Mechanisms of neurological dysfunction and recovery in acute experimental allergic encephalomyelitis in the lewis rat

Abstract

The submitted material comprises 9 papers investigating the mechanisms of neurological dysfunction and recovery in Lewis rats with acute experimental allergic encephalomyelitis (EAE) induced by inoculation with whole spinal cord or myelin basic protein (MBP). EAE is widely studied as an animal model of multiple sclerosis (MS), a human central nervous system (CNS) demyelinating disease of unknown aetiology. Many immunotherapeutic strategies have been found to be successful in suppressing or improving the neurological signs of EAE, and this has led to the application of these therapies to the management of MS. Surprisingly, however, the mechanisms producing the neurological signs of EAE in the most widely studied animals, the small rodents, are unknown because the pathophysiology of EAE has been severely neglected. The present work was undertaken to investigate the pathophysiology of acute EAE in the Lewis rat.On the basis of the findings of combined histological and electrophysiological studies, the hypothesis is developed that demyelination-induced nerve conduction block in specific regions of the peripheral nervous system (PNS) and the CNS accounts for the neurological signs of whole spinal cord-induced and MBP-induced acute EAE in the Lewis rat. The dorsal and ventral spinal roots and the CNS parts of the dorsal root entry and ventral root exit zones of the spinal cord were sites of predilection for demyelination.
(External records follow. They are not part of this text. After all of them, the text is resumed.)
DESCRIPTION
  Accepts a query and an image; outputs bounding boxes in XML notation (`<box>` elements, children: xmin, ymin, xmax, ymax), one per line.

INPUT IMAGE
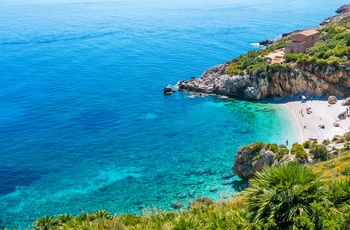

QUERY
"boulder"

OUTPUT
<box><xmin>328</xmin><ymin>96</ymin><xmax>338</xmax><ymax>105</ymax></box>
<box><xmin>171</xmin><ymin>200</ymin><xmax>183</xmax><ymax>209</ymax></box>
<box><xmin>232</xmin><ymin>144</ymin><xmax>275</xmax><ymax>179</ymax></box>
<box><xmin>163</xmin><ymin>85</ymin><xmax>175</xmax><ymax>95</ymax></box>
<box><xmin>341</xmin><ymin>97</ymin><xmax>350</xmax><ymax>106</ymax></box>
<box><xmin>259</xmin><ymin>39</ymin><xmax>274</xmax><ymax>46</ymax></box>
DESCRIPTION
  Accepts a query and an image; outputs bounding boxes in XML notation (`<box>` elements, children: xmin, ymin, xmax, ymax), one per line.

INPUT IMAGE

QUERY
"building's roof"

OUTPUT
<box><xmin>299</xmin><ymin>29</ymin><xmax>320</xmax><ymax>36</ymax></box>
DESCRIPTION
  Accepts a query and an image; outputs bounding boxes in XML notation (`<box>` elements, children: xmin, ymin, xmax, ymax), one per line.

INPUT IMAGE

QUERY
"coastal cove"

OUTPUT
<box><xmin>0</xmin><ymin>0</ymin><xmax>344</xmax><ymax>229</ymax></box>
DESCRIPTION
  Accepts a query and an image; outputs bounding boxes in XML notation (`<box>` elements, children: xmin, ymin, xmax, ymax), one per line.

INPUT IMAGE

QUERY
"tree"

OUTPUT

In addition the sacrococcygeal dorsal root ganglia showed prominent demyelination in whole spinal cord-induced EAE. Demyelination affected fibres of all calibres, and the neurological dysfunction reflected conduction block in myelinated fibres of both large and small diameter. From studies on the recovery process it was concluded that the rapid clinical recovery from acute EAE in Lewis rats is due to the restoration of nerve conduction in the PNS and CNS as the result of rapid repair by Schwann cells and oligodendrocytes respectively. These findings shed new light on the possible mechanisms whereby inflammatory demyelinating diseases such as MS may interfere with the,function of the nervous system and how spontaneous recovery may occur. These results also emphasize a previously underestimated difference between MS and whole spinal cord-induced or MBP-induced EAE. This difference should be considered whenever EAE is studied as a model of MS.